Czasem dzieją się rzeczy nad którymi nie ma kontroli
-Ale to jest bardzo pożyteczna rzecz!
-Dlaczego?
-Bo nie mam nic innego do roboty, a dokuczanie Wade'owi to jedna z śmiesznych rzeczy.
-Natasho Wade jest niestabilny emocjonalnie w każdej chwili może jednak zechcieć skoczyć bądź sobie krzywdę zrobić!
-Dobra, rozumiem, rozumiem. Mam sobie iść, bo wszystkim zawadzam, zrozumiałam.
-Nie zawadzasz tylko czasem zastanów się nad tym co mówisz do niego... Może czasem źle odebrać to i ugh będę musiał z nim długo porozmawiać psychologicznie na temat jego samobójstw.
-Przecież mówię, że zrozumiałam. Postaram się nie wchodzić mu w drogę zbyt często -wzruszyła ramionami. -Idę sobie znaleźć zajęcie...
-Możesz zobaczyć co Stark robi - stwierdził - i zrobić sobie dzień odpoczynku.
-Mam przeszkadzać jeszcze w Avengers Tower? -przewróciła oczami. -Zobaczę czy będzie mi się chciało..

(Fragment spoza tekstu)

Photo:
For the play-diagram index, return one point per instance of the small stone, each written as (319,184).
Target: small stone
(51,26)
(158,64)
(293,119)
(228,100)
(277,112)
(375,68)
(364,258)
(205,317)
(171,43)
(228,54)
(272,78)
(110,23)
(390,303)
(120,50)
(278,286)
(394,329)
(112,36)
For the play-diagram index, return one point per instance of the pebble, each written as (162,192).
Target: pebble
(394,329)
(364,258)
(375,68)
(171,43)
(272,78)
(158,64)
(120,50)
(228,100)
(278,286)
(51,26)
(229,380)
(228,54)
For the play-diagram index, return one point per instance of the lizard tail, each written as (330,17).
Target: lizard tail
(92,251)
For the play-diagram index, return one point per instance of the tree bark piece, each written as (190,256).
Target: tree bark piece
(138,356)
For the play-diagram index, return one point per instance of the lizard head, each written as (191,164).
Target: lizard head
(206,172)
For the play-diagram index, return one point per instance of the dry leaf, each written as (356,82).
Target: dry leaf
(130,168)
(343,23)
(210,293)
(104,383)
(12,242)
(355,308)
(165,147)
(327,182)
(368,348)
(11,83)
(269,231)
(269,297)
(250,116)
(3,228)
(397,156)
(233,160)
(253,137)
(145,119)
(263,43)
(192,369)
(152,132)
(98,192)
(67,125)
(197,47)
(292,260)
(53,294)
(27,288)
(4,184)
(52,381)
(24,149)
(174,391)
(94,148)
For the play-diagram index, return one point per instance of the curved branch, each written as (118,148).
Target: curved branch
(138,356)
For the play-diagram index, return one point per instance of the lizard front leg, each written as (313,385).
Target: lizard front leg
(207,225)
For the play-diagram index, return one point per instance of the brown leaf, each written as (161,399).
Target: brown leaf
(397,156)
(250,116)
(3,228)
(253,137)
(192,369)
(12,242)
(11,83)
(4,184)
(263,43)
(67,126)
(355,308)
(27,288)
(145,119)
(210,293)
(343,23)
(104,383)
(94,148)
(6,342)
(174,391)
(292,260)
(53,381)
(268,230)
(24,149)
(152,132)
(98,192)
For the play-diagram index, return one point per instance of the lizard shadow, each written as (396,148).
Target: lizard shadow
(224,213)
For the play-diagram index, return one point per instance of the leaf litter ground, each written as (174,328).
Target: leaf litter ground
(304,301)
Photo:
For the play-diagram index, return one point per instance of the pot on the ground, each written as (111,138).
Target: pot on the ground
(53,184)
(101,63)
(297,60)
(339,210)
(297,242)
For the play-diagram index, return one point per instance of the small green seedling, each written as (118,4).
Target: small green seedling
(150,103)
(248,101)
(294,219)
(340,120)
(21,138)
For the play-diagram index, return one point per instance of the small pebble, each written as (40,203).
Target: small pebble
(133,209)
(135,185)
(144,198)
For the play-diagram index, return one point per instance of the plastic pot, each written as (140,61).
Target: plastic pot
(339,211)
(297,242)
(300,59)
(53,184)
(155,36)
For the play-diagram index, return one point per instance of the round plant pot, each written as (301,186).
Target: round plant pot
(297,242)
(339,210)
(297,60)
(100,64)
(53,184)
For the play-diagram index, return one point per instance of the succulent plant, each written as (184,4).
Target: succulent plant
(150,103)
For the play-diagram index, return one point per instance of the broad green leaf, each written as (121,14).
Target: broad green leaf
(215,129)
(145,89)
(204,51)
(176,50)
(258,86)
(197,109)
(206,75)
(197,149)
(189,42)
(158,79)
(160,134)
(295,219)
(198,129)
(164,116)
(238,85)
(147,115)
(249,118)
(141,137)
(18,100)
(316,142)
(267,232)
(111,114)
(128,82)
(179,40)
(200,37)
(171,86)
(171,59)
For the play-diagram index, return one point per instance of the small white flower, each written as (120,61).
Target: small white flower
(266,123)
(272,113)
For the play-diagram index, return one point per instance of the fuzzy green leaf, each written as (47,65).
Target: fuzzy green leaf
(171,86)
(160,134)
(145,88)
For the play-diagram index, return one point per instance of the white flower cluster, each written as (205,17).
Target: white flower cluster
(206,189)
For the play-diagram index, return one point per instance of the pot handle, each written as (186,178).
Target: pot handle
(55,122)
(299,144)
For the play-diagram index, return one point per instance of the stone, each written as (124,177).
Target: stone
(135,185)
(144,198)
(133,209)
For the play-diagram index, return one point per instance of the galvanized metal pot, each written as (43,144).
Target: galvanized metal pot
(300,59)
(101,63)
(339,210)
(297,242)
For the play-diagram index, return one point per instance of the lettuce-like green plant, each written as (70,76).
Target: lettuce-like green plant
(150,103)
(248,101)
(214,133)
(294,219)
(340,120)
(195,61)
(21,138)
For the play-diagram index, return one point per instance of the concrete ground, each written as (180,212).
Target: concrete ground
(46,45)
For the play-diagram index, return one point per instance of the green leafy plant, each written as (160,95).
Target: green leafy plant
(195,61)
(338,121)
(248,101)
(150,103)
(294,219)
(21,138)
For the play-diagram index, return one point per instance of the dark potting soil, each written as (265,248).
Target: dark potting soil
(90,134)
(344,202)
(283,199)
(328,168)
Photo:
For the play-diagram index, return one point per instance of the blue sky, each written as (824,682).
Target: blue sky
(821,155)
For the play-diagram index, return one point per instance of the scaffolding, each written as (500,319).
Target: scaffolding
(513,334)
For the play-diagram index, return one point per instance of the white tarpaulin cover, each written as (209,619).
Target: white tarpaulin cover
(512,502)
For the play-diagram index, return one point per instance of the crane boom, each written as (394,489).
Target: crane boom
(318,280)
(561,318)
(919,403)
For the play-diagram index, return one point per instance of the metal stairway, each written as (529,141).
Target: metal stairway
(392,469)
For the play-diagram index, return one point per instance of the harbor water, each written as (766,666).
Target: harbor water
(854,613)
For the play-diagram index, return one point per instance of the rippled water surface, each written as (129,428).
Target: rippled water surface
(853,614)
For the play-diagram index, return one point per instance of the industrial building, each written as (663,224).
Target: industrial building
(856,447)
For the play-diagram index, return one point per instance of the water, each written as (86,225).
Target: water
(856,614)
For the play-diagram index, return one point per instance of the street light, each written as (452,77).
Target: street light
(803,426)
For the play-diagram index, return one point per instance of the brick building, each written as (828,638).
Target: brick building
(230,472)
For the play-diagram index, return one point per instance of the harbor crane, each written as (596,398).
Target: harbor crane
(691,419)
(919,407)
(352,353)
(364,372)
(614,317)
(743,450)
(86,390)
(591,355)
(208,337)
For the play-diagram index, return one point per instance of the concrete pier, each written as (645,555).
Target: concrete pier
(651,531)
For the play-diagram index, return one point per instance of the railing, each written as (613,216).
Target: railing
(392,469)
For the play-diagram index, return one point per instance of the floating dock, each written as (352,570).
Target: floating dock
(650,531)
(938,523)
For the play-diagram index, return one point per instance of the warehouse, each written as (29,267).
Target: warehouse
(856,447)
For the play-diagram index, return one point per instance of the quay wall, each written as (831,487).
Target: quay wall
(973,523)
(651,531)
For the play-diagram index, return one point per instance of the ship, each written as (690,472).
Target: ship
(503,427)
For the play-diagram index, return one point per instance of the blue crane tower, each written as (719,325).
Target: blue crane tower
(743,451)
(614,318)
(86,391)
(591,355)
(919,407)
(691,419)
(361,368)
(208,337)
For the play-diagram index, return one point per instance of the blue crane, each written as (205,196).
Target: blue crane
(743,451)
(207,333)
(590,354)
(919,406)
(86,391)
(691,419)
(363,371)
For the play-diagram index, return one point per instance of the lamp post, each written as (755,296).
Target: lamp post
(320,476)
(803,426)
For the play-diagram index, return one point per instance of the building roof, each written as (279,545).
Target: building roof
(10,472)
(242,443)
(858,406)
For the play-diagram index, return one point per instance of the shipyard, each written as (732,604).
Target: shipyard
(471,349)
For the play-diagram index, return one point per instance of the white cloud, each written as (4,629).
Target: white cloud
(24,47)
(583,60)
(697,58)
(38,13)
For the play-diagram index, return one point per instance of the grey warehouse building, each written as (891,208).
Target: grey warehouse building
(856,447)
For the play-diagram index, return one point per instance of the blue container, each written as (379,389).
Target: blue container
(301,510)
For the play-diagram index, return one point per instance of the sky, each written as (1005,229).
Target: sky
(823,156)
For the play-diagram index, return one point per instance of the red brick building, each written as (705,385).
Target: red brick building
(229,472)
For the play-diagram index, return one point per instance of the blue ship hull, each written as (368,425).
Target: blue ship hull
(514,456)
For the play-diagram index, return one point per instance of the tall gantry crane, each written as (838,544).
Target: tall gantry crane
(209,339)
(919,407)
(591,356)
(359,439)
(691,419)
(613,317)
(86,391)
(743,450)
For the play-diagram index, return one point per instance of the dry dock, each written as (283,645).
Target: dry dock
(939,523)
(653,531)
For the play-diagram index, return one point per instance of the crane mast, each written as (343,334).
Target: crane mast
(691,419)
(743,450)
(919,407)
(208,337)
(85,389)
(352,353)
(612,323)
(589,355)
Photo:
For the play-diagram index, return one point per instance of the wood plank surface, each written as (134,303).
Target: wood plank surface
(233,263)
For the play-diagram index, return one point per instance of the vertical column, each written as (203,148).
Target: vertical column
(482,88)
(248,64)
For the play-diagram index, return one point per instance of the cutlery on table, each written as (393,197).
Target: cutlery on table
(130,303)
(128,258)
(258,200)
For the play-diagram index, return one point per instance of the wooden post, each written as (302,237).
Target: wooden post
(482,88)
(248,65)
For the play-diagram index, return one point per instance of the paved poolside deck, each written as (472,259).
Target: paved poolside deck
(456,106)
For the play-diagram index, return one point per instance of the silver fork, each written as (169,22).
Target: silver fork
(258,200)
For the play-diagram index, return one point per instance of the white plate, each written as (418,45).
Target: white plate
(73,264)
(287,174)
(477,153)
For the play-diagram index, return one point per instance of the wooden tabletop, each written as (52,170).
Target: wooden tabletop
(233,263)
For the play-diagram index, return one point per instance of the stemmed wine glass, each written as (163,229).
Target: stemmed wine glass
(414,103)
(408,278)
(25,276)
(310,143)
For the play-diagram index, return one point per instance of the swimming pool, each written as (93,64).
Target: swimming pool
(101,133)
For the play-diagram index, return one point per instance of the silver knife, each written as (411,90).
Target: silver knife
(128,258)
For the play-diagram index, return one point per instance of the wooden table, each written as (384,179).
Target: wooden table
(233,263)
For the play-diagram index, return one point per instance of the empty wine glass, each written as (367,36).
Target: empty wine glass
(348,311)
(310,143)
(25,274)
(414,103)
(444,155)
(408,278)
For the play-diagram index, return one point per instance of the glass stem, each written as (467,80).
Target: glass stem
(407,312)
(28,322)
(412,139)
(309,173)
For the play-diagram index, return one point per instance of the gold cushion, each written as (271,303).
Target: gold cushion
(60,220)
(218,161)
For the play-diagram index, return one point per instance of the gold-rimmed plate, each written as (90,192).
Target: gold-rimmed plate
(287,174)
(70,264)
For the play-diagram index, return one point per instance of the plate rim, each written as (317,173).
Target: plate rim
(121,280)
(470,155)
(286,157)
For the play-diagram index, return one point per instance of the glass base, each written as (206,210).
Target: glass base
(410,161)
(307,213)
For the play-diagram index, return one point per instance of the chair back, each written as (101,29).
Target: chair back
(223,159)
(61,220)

-No dobrze - powiedział- mam nadzieję, że Wade nie robił problemów gdy mnie nie było.
-Nie robił, był nad wyraz grzeczny!
-To dobrze - odparł - bardzo był nieposłuszny? I robił co chciał?
-Mówię ci Nick był grzeczny, zwłaszcza przy swojej Julii jak razem spali co chwila.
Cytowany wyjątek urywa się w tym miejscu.